Khususnya saat perayaan dies natalis mengusung tema "Kebenaran Meninggikan Derajat Bangsa (Amsal 14:34) dan Subtema "Keindonesiaan dan Kekristenan". Sebagaimana diamanatkan dalam Amsal 14:34, pesan komprehensif sebagai basis spiritualitas Inteligensia Kristen (PIKI) dalam menjawab tantangan kediriannya di tengah-tengah pergumulan bangsanya. Menurut Bahtinendra, kebenaran atau Righteousness menunjuk pada dua dimensi yang amat penting. Pertama, sisi administrasi pemerintahan yang memperlakukan rakyatnya secara baik dengan terus menegakkan keadilan bagi penduduknya. Jika ini dikombinasikan dengan sisi Kedua, yakni sebagaimana perintah Alkitab supaya umat Tuhan mengasihi Tuhan Allahnya dengan mengasihi sesamanya seperti dirinya sendiri, yaitu dengan memberlakukan KEBENARAN yang berkeadilan. Sehingga kebenaran bukan hanya kebenaran yang bersifat 'religious' belaka, tetapi merupakan panggilan moral yang jika terwujud akan meninggikan derajat bangsa.

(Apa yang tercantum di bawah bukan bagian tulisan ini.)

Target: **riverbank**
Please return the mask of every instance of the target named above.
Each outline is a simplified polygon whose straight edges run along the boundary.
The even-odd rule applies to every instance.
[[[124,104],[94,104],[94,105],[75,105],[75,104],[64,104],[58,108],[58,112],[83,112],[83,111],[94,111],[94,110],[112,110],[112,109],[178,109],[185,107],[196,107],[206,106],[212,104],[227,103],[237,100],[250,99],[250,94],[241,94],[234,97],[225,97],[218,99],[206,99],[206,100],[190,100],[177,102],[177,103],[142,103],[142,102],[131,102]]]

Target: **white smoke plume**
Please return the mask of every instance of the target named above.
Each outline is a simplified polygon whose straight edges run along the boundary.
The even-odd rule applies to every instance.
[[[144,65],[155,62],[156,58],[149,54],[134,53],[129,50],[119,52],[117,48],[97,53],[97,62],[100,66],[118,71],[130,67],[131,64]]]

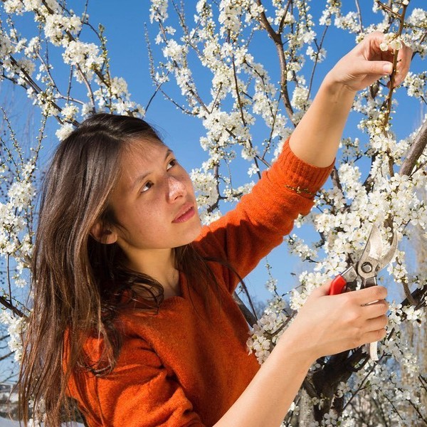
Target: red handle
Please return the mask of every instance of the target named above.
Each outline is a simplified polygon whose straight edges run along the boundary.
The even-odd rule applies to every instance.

Sebuah dialektika panggilan kehidupan sehari-hari dalam berbagai dimensi, termasuk dimensi keimanan yang kontekstual dinamis. Berangkat dari kepedulian mendalam atas dinamika mengkhawatirkan yang tersaji selama beberapa bulan terakhir.
"Kami harus mengatakan bahwa perkembangan ini terasa sebagai sebuah reversal move atau gerak mundur dari proses perkembangan demokrasi di Indonesia. Terutama ketika gerakan protes itu menemukan momentum untuk terus menyudutkan petahana dan kini menjadikannya sebagai tersangka dalam kasus penistaan agama," ujarnya. Di samping kasus itu, lanjutnya, ke-Indonesia-an dan kekristenan sebagaimana kita hayati seolah juga diuji dengan fatwa MUI yang seolah meng-kafir-kan kelompok agama non- Muslim, termasuk Kristen. Fatwa yang secara cepat berkembang menjadi aksi intoleran di beberapa bagian persada Indonesia ini.
"Kondisi ini menurut kami merupakan ujian yang sangat kritis bagi Ke-Indonesi-an pada satu sisi, atau ujian bagi pengakuan keberagaman yang memang selalu berusaha menemukan titik keseimbangan baru. Pada saat yang sama kondisi ini menguji Gereja dan ke-kristen-an dalam panggilannya meng-Indonesia, terutama di tengah semakin derasnya gerak intoleransi yang mengusung isu agama," ujarnya.
"Melalui tema kali ini, maka kami mencoba untuk menatap lebih optimis ke depan dengan mengawalinya melalui refleksi diri secara kritis. Kita tidak akan mampu mengubah dunia dan lingkungan kita, jika kita tidak mampu mengubah diri sendiri dan kemudian terus-menerus membaharui diri sendiri," lanjutnya.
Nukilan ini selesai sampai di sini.